L'idée sous-jacente est que toutes les entreprises valorisent les travailleurs (hautement) qualifiés (typiquement les cadres, les ingénieurs...) en fonction de leurs compétences techniques et de leur réputation acquise au cours de leur expérience professionnelle. Pour partie, ces caractéristiques sont observables et vérifiables, à la lecture d’un CV par exemple. Une entreprise peut ainsi remplacer un travailleur qualifié par un autre travailleur possédant a priori des compétences comparables avec un risque d’erreur limité.

En revanche, les entreprises les plus innovantes et les plus avancées technologiquement vont avoir tendance à davantage valoriser que les autres entreprises certaines compétences de leurs salariés peu qualifiés.

En effet, ces entreprises possèdent généralement une organisation hiérarchique plus horizontale que la moyenne. Cela se traduit par une complémentarité accrue entre les différents travailleurs, en particulier entre ceux réalisant des tâches peu qualifiées et ceux, en général plus diplômés, réalisant des tâches plus complexes et plus techniques. Dans de telles structures, il est alors très risqué d’employer des individus faisant régulièrement des erreurs. Ceci a développé dans ces entreprises un besoin crucial de compétences de la part de leurs salariés moins qualifiés, telles la prise d’initiative ou la fiabilité. Ces compétences, qualifiées de « soft-skill », ne sont habituellement pas sanctionnées par un diplôme et donc difficiles à observer et éventuellement à remplacer. Ces employeurs sont alors prêts à payer un surplus de salaire ainsi qu’à investir davantage dans la formation de ces salariés. L’étude montre que toutes choses égales par ailleurs, un employé peu qualifié travaillant dans une entreprise innovante touche un salaire supérieur de 24% à un employé au profil identique mais travaillant dans une entreprise non innovante. De plus, ce même employé restera en moyenne deux fois plus longtemps dans l’entreprise.

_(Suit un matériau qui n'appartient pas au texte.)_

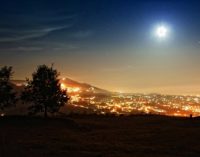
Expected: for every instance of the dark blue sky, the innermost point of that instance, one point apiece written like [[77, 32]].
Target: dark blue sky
[[105, 42]]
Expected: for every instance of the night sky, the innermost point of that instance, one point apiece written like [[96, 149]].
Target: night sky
[[107, 43]]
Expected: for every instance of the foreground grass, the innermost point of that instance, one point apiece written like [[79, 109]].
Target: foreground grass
[[100, 136]]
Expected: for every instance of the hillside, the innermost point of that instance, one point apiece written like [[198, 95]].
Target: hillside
[[100, 136]]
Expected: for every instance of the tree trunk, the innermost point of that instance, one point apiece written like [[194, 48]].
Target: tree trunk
[[45, 111]]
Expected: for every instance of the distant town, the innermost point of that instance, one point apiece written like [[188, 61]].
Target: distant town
[[88, 99]]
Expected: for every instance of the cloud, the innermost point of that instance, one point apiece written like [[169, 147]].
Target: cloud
[[11, 35], [83, 34]]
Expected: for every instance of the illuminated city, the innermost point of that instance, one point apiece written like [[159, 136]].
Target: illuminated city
[[89, 101]]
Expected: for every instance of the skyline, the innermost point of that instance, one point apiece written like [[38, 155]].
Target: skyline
[[107, 44]]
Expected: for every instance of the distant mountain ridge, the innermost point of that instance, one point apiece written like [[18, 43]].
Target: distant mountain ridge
[[72, 84]]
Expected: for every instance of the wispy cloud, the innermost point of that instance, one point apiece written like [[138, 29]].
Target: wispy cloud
[[11, 35], [83, 34]]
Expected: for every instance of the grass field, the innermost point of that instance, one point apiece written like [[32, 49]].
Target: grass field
[[100, 136]]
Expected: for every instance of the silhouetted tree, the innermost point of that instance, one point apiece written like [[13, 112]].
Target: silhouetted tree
[[43, 92], [7, 95]]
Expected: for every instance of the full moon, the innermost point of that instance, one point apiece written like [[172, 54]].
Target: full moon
[[161, 31]]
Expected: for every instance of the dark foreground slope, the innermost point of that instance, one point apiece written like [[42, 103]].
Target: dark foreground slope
[[100, 136]]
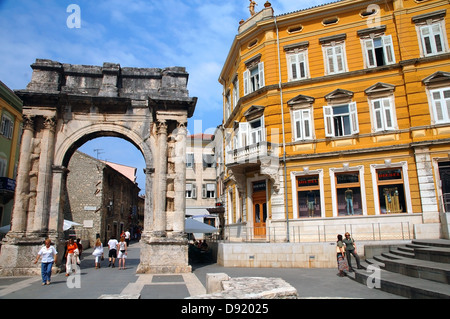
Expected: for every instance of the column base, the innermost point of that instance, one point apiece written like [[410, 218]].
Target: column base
[[163, 256]]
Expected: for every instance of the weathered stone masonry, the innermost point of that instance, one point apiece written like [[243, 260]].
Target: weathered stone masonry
[[65, 106]]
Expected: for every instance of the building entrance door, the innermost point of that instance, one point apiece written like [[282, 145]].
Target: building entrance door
[[444, 174], [259, 209]]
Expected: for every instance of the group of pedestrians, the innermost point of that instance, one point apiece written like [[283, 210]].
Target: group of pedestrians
[[48, 255], [344, 249], [114, 246]]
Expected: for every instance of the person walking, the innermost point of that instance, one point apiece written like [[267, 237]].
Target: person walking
[[112, 245], [350, 248], [48, 254], [98, 252], [70, 257], [123, 247], [127, 237], [340, 254]]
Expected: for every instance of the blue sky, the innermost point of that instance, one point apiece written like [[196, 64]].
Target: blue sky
[[196, 34]]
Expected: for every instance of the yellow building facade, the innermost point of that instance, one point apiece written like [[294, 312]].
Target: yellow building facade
[[337, 118], [10, 134]]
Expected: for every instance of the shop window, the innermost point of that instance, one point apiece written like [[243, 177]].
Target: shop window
[[348, 189], [308, 194], [391, 191]]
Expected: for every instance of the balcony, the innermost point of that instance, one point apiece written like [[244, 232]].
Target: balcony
[[252, 154]]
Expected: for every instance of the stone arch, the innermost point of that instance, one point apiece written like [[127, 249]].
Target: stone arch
[[78, 138], [67, 105]]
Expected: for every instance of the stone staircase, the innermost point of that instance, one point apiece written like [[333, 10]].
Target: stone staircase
[[420, 269]]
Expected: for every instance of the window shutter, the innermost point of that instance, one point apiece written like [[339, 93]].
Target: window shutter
[[378, 118], [370, 53], [203, 190], [328, 119], [306, 119], [194, 191], [437, 34], [243, 134], [330, 60], [438, 107], [246, 82], [388, 48], [302, 64], [297, 125], [339, 53], [426, 39], [261, 74], [354, 118], [388, 114]]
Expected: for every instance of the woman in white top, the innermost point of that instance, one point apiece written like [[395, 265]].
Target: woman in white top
[[98, 252], [48, 254], [122, 252]]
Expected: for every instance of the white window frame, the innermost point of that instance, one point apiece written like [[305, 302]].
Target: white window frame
[[369, 51], [382, 109], [254, 78], [434, 29], [7, 126], [302, 124], [235, 92], [207, 192], [227, 105], [444, 105], [189, 163], [307, 172], [330, 130], [332, 58], [191, 190], [296, 61]]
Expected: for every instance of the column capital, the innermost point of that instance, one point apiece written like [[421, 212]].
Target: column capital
[[28, 122], [50, 123]]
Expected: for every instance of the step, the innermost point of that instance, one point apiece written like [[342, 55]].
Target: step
[[402, 252], [432, 242], [404, 285], [417, 268], [434, 254]]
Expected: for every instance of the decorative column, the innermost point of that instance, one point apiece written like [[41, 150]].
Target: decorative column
[[180, 181], [43, 192], [159, 224], [21, 200]]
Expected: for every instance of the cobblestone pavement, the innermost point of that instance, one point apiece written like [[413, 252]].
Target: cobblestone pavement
[[107, 282]]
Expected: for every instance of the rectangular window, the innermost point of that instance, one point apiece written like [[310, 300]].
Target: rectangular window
[[190, 160], [335, 59], [7, 127], [208, 160], [348, 190], [297, 66], [383, 114], [432, 39], [391, 191], [235, 92], [209, 190], [341, 120], [191, 191], [254, 78], [227, 106], [308, 195], [440, 101], [302, 124], [379, 51]]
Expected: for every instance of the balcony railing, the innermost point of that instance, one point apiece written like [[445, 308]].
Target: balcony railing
[[250, 153]]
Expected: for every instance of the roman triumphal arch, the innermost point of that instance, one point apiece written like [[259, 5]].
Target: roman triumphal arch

Ces résultats sont-ils contradictoires avec le biais de progrès technique ?

Comment ce résultat peut-il être compatible avec le biais de progrès technique et les différences salariales grandissantes en fonction du niveau d’éducation telles que décrites plus haut ? En réalité, le phénomène mis en évidence dans l’article d’Aghion et al. (2019) ne concerne qu’un petit nombre de travailleurs peu qualifiés. Les entreprises les plus innovantes ont en effet recours à de moins en moins d’emplois nécessitant peu ou pas d’éducation supérieure (64% des emplois dans les entreprises non innovantes contre seulement 20% dans les entreprises les plus innovantes). En pratique, elles préfèrent externaliser la plupart de ces tâches (notamment la sécurité et le nettoyage) afin de concentrer leurs ressources et leur attention sur les quelques tâches peu qualifiées qu’elles considèrent cruciales dans leur processus de production, et qui seront alors les seules à bénéficier d’un avantage salarial.

En définitive, les travailleurs les plus qualifiés sont bien ceux qui bénéficient le plus du progrès technique, et leur pouvoir de marché est important quel que soit leur employeur, contrairement aux travailleurs les moins qualifiés. Ces résultats mettent néanmoins en évidence que même dans un environnement de plus en plus technologique où les capacités techniques ont une importance grandissante, la demande de certaines compétences ne nécessitant pas de qualification formelle, continue d’être importante.